En choisissant d’étudier en théâtre, la performeuse a eu envie d’explorer de nouvelles avenues. «Après 15 ans de carrière, j’avais besoin de nouveaux outils pour améliorer mes performances», explique celle qui détient également un baccalauréat en arts visuels de l’UQAM. Un jour, Claudia Bernal tombe sur une biographie de Gabriel Garcia Marquez, intitulée Une vie, qui lui donne envie de plonger dans l’œuvre du célèbre écrivain colombien. Un univers qu’elle connaît bien puisqu’elle a été bercée durant son enfance par les mots de celui que l’on surnommait Gabo. Trois récits tirés du recueil de nouvelles Des yeux de chien bleu de Garcia Marquez lui inspirent L’envers des îles blanches, sa toute dernière installation performative, présentée en octobre dernier au studio d’essai Claude-Gauvreau. Dirigée par la professeure Marie-Christine Lesage, une spécialiste de l’interdisciplinarité, cette œuvre constitue le cadre de son mémoire-création.

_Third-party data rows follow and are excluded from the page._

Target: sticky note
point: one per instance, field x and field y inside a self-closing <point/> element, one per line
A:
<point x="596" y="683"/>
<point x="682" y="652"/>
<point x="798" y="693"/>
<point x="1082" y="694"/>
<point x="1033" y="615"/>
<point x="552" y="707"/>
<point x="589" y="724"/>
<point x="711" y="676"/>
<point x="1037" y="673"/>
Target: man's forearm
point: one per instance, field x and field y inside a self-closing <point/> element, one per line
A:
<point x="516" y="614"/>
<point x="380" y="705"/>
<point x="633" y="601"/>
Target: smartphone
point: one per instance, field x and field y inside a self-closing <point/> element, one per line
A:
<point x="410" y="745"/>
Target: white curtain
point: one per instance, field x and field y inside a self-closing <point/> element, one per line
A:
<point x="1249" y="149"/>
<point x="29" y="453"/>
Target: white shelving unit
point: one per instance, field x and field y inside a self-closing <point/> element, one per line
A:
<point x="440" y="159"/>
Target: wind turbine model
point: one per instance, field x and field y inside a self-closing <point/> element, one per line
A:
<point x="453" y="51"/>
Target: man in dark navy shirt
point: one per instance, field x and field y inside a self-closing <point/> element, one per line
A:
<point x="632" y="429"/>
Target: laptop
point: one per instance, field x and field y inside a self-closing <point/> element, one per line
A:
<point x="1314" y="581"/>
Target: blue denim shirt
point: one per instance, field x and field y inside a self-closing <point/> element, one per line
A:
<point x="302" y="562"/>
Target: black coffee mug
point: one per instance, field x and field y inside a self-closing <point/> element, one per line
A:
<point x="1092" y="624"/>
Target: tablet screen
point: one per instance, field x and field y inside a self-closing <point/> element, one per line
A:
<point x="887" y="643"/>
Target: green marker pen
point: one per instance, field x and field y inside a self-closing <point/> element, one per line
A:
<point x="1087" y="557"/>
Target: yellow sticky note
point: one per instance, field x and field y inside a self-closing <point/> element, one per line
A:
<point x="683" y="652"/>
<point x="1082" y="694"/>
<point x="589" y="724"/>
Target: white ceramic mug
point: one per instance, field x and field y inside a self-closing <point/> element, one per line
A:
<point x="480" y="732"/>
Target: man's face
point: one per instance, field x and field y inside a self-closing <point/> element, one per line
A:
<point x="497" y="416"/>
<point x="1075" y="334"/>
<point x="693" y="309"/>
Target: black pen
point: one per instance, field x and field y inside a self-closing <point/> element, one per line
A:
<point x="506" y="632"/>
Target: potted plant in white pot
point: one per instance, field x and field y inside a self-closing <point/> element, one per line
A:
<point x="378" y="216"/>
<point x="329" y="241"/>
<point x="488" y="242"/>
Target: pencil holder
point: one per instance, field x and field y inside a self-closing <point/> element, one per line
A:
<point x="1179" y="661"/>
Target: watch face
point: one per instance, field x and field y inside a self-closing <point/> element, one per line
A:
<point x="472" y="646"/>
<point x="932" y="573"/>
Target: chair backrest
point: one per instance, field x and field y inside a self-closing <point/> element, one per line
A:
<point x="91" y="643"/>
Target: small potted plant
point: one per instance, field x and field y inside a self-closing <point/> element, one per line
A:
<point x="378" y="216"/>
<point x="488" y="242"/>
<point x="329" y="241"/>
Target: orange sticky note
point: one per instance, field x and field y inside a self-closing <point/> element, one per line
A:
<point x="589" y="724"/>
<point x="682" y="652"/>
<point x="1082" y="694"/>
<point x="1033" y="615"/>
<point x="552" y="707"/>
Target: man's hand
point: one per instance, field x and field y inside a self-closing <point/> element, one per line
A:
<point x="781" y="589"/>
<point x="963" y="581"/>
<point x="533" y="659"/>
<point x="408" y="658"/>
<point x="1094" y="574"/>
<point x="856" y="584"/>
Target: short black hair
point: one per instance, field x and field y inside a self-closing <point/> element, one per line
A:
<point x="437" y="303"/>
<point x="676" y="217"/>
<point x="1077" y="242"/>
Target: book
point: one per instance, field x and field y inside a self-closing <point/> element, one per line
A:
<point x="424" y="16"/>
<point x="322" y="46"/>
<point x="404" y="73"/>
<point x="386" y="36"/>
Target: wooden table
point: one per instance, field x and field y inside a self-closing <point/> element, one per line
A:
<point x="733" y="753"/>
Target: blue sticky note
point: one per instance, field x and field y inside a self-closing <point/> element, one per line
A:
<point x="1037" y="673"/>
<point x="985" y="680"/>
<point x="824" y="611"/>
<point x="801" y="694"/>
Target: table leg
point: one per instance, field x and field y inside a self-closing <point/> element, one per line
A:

Garcia Marquez en sons et en images

L’installation performative crée un univers onirique où s’agencent des images, des mots, de la danse et des sons. Elle met en scène trois personnages féminins: une petite fille somnambule, une prostituée ayant tué son client et une vieille femme d’une grande beauté de retour sur Terre pour revisiter son passé. «Ces trois personnages m’ont permis de parler de ma propre identité, de mes souvenirs d’enfance», souligne Claudia Bernal. Elle signe la mise en scène et l’adaptation des textes, tout en interprétant les trois personnages principaux.

La performeuse a beaucoup travaillé sur la transposition visuelle et sonore du texte. «Je voulais créer une ambiance rappelant l’Amérique latine à l’aide notamment d’images vidéo et de voix enregistrées, dit-elle. J’ai effectué une recherche sur la langue et l’accent espagnols, qui font aussi partie de la matérialité sonore du texte.»

L’envers des îles blanches marque le début d’une nouvelle étape dans la démarche artistique de Claudia Bernal. Au cours de la prochaine année, elle compte présenter de nouveau sa pièce à Montréal, ainsi qu’en Colombie, en version originale, et à Toronto, en version anglaise-espagnole.